Mr Porter said the private provider had worked with his company and others involved in the proposal for a Queenstown health clinic at Remarkables Park for "a very long time" and they would continue to do so.
"But we can’t make them work with us.
"If they don’t want to work with us then we will, certainly, make a major effort to find an alternative surgical hospital [provider] ... but it certainly would be more difficult than difficult if two private surgical hospitals come to Queenstown."
Mr Porter said he was concerned the two private facilities would likely "cut each other’s lunch" and, from a community perspective, momentum on a one-stop-shop medical facility may be lost.
"There are many people in this district who have worked — we’re not the only ones — long and hard for no remuneration to get better medical facilities, so it’s been a hard grind.
"It’s important to keep the discussion positive and try and bring all the medical providers together, if we possibly can, into one location.
"Certainly, I don’t think anybody is trying to make a fortune out of Queenstown getting better medical facilities — everybody I know who’s been associated with it has put their time in for no charge and certainly, as far as Remarkables Park’s concerned, offered sites at below market and on terms that could accommodate the provision of medical facilities.
"People like myself and Hans [Raetz], and many others in the district, are passionate about trying to get the district better medical facilities.
"It would be a great shame if they’re not located together."

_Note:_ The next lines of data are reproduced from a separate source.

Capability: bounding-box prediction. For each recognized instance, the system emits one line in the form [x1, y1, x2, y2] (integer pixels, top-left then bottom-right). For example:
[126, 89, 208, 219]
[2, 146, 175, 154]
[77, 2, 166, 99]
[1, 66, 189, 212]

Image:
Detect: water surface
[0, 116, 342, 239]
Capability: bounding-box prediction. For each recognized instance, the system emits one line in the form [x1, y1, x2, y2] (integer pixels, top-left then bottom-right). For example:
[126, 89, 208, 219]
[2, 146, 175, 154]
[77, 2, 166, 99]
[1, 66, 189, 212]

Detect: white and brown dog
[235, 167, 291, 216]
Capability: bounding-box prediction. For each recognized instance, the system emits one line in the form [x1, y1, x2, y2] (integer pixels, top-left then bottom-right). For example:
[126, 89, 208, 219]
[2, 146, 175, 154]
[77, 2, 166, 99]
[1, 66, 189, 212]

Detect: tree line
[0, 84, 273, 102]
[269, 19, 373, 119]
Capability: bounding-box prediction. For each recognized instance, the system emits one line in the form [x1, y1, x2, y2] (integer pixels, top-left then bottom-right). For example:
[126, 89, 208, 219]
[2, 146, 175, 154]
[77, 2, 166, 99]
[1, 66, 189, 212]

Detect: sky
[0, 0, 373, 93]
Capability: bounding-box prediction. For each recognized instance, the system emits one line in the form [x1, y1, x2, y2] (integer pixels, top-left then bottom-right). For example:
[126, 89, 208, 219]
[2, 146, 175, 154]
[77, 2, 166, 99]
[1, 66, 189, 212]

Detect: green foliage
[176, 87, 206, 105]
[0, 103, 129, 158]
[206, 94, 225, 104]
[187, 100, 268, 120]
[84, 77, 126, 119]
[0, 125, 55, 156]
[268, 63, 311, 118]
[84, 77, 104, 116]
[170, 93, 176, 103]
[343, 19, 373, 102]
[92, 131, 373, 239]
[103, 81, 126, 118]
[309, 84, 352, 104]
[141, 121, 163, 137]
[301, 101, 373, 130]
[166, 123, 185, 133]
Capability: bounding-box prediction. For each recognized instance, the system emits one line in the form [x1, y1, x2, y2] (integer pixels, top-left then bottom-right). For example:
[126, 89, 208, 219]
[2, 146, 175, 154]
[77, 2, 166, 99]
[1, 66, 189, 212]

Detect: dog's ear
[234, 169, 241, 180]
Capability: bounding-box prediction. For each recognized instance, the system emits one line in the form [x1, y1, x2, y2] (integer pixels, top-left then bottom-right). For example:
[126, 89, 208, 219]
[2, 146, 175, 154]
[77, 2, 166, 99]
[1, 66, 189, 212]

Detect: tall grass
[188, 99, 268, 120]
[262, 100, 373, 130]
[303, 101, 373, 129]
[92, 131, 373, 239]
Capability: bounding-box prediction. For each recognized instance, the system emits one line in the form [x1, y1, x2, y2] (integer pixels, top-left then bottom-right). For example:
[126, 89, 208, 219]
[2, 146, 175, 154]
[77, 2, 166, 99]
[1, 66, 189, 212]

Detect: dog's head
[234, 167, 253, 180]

- Professional director Andrew Blair, who is working with Southern Cross on establishing an independent surgical hospital facility for the Queenstown and Central Lakes area, declined to comment when approached by the Otago Daily Times.
Population predictions
2011
Queenstown Lakes district average population: 46,612
Queenstown Lakes district peak population: 89,346
Wakatipu: 32,326
Usually resident: 19,150
Visitors: 13,086
Wanaka: 16,734
Usually resident: 9290
Visitors: 5086
2031 forecast
Queenstown Lakes district average population: 67,439
Queenstown Lakes district peak population: 129,901
Wakatipu: 46,817
Usually resident: 29,543
Visitors: 17,274
Wanaka: 20,622
Usually resident: 14,550
Visitors: 6072
• At Queenstown Airport there were 2,140,669 passenger movements to the year ended June 2017. It predicts by 2045 that will increase to 5.1 million a year.